Бились под Карасиным поляки. В мелкой пулеметной дрожи махновских тачанок, щелкали ружейные выстрелы, разбавленные хлесткими выстрелами орудий. Бежали и падали в топкий снег, заметая его полами шинелей, хрипели, выдыхая души, взлетавшие облачками пара в морозном воздухе.

— Стефан Ворона есть здесь? Формуляр тринадцать раздел четвертый заполнил, раб божий? — строго интересовался усталый архангел, попутно сверяясь с вспыхивающей благодатью книжицей. За крыло его уже дергал перепачканный в оттаявшей от взрыва земле изможденный петлюровец, чей отряд попал в засаду под Рожице.

— Нема вже терпиння, пан ангел, — молил он, но его преосвященство досадливо отмахивался, страждущих было много. Застреленных, заколотых штыками и, что редко, казацкими пиками, разорванных осколками, повешенных по случаю, сожженных за просто так. В сторонке ругался на чем свет стоит киевский извозчик Тимофей, преставившийся по случаю древесного спирта, где-то на подъездах к Варшаве.

Все что осталось от родственника швейцара Никодимыча — был скромный холмик, на связанном из двух штакетин кресте которого понуро висела лохматая шапка, так и не доеденная хитрым коником. А похоронен был Тимоха в синих женских шальварах, отчего сильно огорчался, выражая всяческие протесты судьбе.

Возчик крутил матерно, смотря слепыми глазами на обоз веселой армии, в котором хохотала мешающая кокаин с водкой пламенная потаскушка. Тянулись вдаль белые просторы. Мадам Француаза кричала и кричала с козел, сотрясая морозный воздух. Ее плешивый сынок, страдая потертостями от седла, смотрел на унылые декабрьские поля, тоскливо думая о чем-то под фырканье лошадей, машущих спутаными хвостами.

— Еще раз марафет отроете, высажу, рази вас Господь! — в который раз обещала предводительница.

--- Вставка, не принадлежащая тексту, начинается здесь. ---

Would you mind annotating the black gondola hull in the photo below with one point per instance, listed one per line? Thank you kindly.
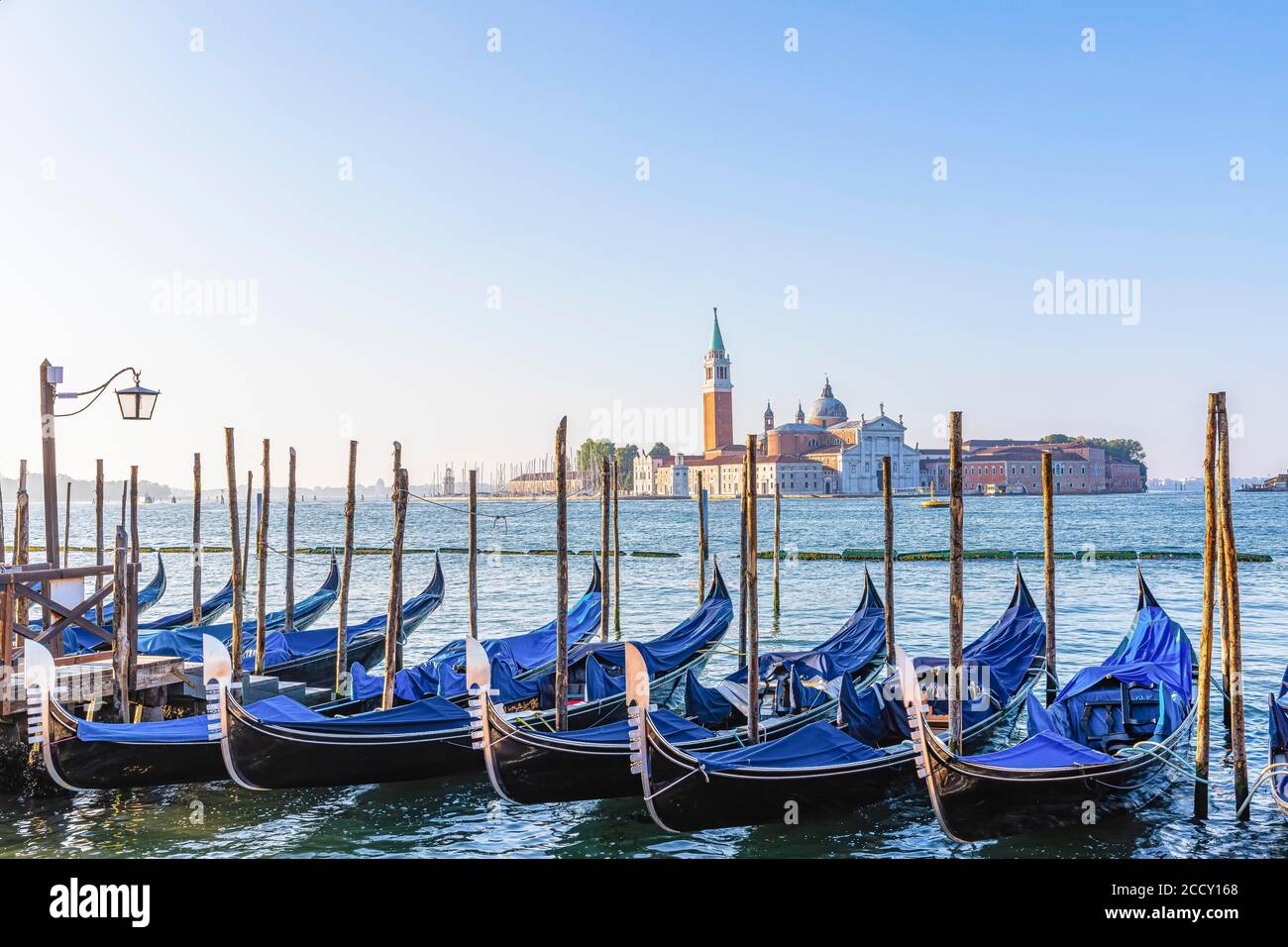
(104, 764)
(529, 767)
(688, 802)
(261, 755)
(683, 799)
(975, 802)
(97, 766)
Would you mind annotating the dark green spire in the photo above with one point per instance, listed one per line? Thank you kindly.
(716, 342)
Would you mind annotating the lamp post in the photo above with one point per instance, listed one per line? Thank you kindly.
(136, 402)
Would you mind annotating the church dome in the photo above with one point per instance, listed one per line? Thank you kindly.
(827, 410)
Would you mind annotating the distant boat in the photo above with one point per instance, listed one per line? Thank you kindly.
(932, 504)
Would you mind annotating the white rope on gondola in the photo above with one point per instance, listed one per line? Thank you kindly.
(1265, 775)
(671, 785)
(1164, 754)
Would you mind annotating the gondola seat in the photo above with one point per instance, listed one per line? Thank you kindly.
(1119, 714)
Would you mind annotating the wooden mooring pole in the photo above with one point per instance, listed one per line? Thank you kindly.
(98, 535)
(235, 545)
(394, 496)
(250, 478)
(750, 602)
(778, 536)
(290, 540)
(21, 544)
(393, 622)
(134, 514)
(346, 571)
(562, 575)
(954, 585)
(888, 501)
(67, 523)
(604, 545)
(1048, 569)
(1234, 624)
(475, 556)
(262, 573)
(617, 560)
(120, 625)
(742, 566)
(1210, 530)
(196, 540)
(1224, 609)
(702, 539)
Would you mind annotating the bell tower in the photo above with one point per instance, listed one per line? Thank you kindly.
(716, 394)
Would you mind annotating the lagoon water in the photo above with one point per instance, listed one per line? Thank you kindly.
(464, 817)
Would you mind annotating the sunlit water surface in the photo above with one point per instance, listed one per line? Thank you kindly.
(464, 815)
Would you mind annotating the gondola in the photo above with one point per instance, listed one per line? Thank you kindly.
(309, 656)
(531, 764)
(1279, 746)
(185, 642)
(86, 755)
(442, 674)
(829, 767)
(1115, 738)
(423, 738)
(89, 755)
(76, 639)
(211, 609)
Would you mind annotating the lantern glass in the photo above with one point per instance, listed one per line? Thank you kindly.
(137, 402)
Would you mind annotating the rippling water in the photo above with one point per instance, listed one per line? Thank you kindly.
(464, 817)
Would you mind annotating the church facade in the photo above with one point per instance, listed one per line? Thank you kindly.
(820, 451)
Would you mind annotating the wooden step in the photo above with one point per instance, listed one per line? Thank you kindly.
(314, 696)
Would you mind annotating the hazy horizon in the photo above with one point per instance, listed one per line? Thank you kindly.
(434, 224)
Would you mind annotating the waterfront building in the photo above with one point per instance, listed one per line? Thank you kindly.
(717, 395)
(644, 470)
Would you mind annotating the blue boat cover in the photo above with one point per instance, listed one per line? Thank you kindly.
(1141, 693)
(666, 652)
(1006, 651)
(430, 714)
(1044, 750)
(183, 729)
(855, 644)
(281, 647)
(816, 745)
(675, 728)
(1279, 720)
(417, 716)
(1279, 736)
(210, 609)
(704, 703)
(185, 642)
(600, 684)
(443, 673)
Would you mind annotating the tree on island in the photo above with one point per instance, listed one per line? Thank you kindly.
(626, 467)
(590, 455)
(1119, 447)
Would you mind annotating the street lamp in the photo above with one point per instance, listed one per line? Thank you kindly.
(136, 402)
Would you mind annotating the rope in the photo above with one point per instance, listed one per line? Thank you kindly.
(651, 796)
(1265, 775)
(1150, 748)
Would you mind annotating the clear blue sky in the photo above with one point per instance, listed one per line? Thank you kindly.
(518, 169)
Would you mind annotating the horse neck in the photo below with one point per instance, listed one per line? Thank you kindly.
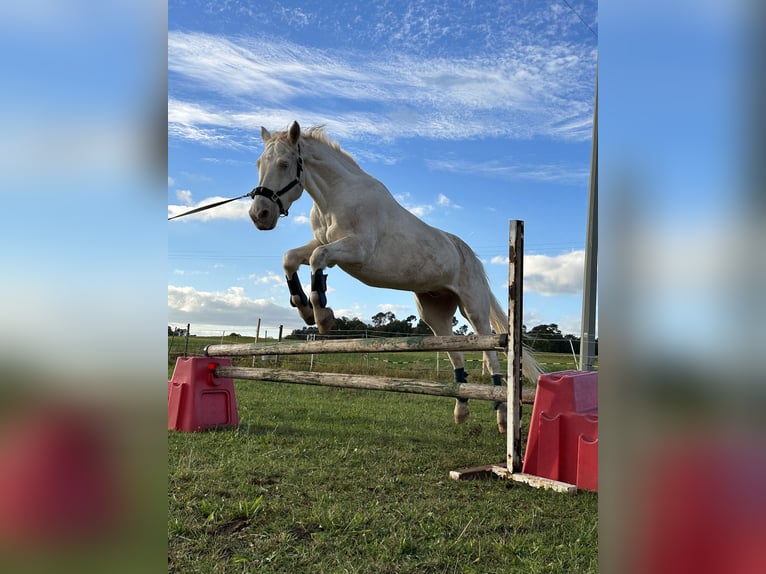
(327, 172)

Но ее никто не слушал, да и пусты были те слова, как и глаза самой Ефросиньи Федотовой, уставшей от неустроенности. Многое творилось за границами Города, плевком лежащего на белом снегу.

К сереющему сумерками, чахоточному вечеру, пан Шмуля наконец вынес гуся. Птица, лежавшая на блюде в самой бесстыдной позе с гузкой, кокетливо украшенной осунувшимся яблочком, вызвала всеобщий восторг. Такого не было уже давно, и если и встречалась еще живность в Городе, то это случалось крайне редко. И каждый раз ожидался быть последним.

— Скажу вам, панове, — радостно изрек Леонард, — что последнего гуся ел в четырнадцатом году. А утку вот недавно ел, у одного шибко умного изобретателя. Но утка это что? Утка это тьху. Жир один, а вот гусь….

— Хороший гусик, это самое, — одобрила бабка Вахорова.

Торговец сеном, сидевший по левую сторону и до этого момента уже омерзительно пьяный, неожиданно придвинул к себе блюдо с птицей и, так как всегда слыл человеком чистоплотным, не пачкая рук, укусил гуся за рыжий в потеках жира и темных пригорелых пятнах бок. Тут же установилась полнейшая чехарда и цирк. Инженер-путеец взвыл и кинулся отбирать трофей у коварного Мурзенко.

— Негоже так-то, пан, — гневно укорял он, дергая блюдо, с которого сыпалось снулое яблочко, плескался жир и прочие украшения, — птичик тот на всех приготовленный. И по радостным обстоятельствам. Совесть имейте, пан добродий!

В ответ его оппонент что-то невнятно сообщал забитым мясом ртом, что-то, что можно было принять за извинения, не будь его речи ругательными. Одной рукой пан Мурзенко удерживал посуду, а другой изображал малопочтительные комбинации. Леонард, покачиваясь от выпитого, суетился вокруг борющихся, создавая больше беспорядка, чем если бы сидел на месте.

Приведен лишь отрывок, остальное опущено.